In Thailand, Buddhists love Christmas too

Most Thais practice Buddhism, but Christmas is still a huge hit and holiday cheer is everywhere.

Tibor Krausz
A woman poses in front of a Christmas tree in Bangkok.

• A local, slice-of-life story from a Monitor correspondent.

Swathed in flashy lights blinking “Merry Christ-mas,” a seven-story shopping mall’s facade also features large Santas bearing gifts. Inside, myriad shops and stalls are festooned with synthetic pine boughs and other Yuletide paraphernalia – often right next to the obligatory Buddha statuettes and animistic spirit shrines.

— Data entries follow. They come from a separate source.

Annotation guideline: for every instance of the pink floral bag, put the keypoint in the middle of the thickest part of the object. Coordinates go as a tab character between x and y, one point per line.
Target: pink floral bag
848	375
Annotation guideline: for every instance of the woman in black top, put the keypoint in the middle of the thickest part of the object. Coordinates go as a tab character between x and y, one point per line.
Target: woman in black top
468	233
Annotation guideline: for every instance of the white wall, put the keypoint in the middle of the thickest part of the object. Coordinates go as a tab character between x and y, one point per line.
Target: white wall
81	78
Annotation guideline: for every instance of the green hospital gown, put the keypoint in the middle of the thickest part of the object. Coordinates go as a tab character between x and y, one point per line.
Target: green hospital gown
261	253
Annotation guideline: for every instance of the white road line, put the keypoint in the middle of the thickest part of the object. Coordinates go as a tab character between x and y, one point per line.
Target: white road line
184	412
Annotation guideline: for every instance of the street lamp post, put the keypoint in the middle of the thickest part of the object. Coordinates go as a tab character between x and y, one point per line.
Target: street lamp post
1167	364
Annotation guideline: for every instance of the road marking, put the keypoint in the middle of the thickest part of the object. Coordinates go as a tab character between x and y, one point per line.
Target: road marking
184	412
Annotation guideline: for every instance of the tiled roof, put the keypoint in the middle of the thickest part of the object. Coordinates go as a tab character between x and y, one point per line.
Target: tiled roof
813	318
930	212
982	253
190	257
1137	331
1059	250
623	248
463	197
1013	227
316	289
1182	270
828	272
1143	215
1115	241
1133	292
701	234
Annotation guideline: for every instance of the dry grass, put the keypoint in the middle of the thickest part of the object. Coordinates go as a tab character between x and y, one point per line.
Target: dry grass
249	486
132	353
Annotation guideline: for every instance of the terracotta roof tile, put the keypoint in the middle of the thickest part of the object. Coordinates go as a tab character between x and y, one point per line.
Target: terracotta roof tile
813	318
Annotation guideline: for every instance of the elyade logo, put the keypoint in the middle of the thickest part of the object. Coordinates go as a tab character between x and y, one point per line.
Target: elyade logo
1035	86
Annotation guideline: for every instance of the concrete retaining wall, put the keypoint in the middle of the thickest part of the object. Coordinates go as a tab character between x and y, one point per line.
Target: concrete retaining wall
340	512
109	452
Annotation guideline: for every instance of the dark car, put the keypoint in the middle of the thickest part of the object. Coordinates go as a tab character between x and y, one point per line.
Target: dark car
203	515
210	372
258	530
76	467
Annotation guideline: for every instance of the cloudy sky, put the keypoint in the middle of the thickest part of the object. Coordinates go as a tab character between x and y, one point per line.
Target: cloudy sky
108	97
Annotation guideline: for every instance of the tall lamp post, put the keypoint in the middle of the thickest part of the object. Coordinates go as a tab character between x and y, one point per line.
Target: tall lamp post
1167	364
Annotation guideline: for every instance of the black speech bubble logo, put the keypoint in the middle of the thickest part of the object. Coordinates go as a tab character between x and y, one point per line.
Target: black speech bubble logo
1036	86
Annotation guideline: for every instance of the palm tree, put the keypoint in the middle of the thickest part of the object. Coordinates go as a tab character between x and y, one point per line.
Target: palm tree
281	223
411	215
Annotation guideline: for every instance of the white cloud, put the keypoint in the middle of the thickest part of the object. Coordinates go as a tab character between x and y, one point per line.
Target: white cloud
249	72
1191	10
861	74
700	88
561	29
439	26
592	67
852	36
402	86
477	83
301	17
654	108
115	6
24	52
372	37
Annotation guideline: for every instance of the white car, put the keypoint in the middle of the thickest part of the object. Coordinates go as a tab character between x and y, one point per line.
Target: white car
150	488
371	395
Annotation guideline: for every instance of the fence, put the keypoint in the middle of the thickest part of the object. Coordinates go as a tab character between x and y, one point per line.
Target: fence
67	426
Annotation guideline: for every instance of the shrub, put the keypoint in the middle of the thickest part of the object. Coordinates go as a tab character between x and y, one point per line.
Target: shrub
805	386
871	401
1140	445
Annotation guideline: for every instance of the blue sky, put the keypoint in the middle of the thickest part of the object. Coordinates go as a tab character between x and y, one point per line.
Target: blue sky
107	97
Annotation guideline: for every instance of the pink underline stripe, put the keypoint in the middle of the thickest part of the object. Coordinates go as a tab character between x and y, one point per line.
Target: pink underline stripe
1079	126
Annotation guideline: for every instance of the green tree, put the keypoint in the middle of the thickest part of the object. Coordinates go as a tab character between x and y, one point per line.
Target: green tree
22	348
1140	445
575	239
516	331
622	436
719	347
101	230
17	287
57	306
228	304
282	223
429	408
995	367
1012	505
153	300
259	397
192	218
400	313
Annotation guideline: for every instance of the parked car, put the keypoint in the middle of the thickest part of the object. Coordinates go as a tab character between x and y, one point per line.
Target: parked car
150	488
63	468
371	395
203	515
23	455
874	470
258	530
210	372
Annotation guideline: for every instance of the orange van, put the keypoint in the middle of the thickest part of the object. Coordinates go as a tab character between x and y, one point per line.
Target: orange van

All around Bangkok, giant neon snowflakes, chubby snowmen, and full-size reindeer sleighs are everywhere. “We Wish You a Merry Christmas” and “Jingle Bells” pipe nonstop from loudspeakers. Weeks before the holiday, a Christmasy atmosphere is in full swing in this predominantly Buddhist country.

The Hollywood version of Christmas caters to Thais’ love of sanuk (fun), pretty decorations, and self-portraits – rolled into one.

Thousands flock to brightly lit Christmas displays where they jostle to pose for photographs. “Christmas has a wonderful atmosphere that many Thais love,” says Darunee Sukanan, a young chemist, as she takes pictures with friends of a towering Christmas tree at a downtown plaza.

Near imitation snowbanks, worshipers in shorts kneel at a sacred Buddhist shrine shrouded in clouds of incense.

Locals know little about the holiday’s religious significance. “I saw a movie about Santa once,” a college student says, and giggles.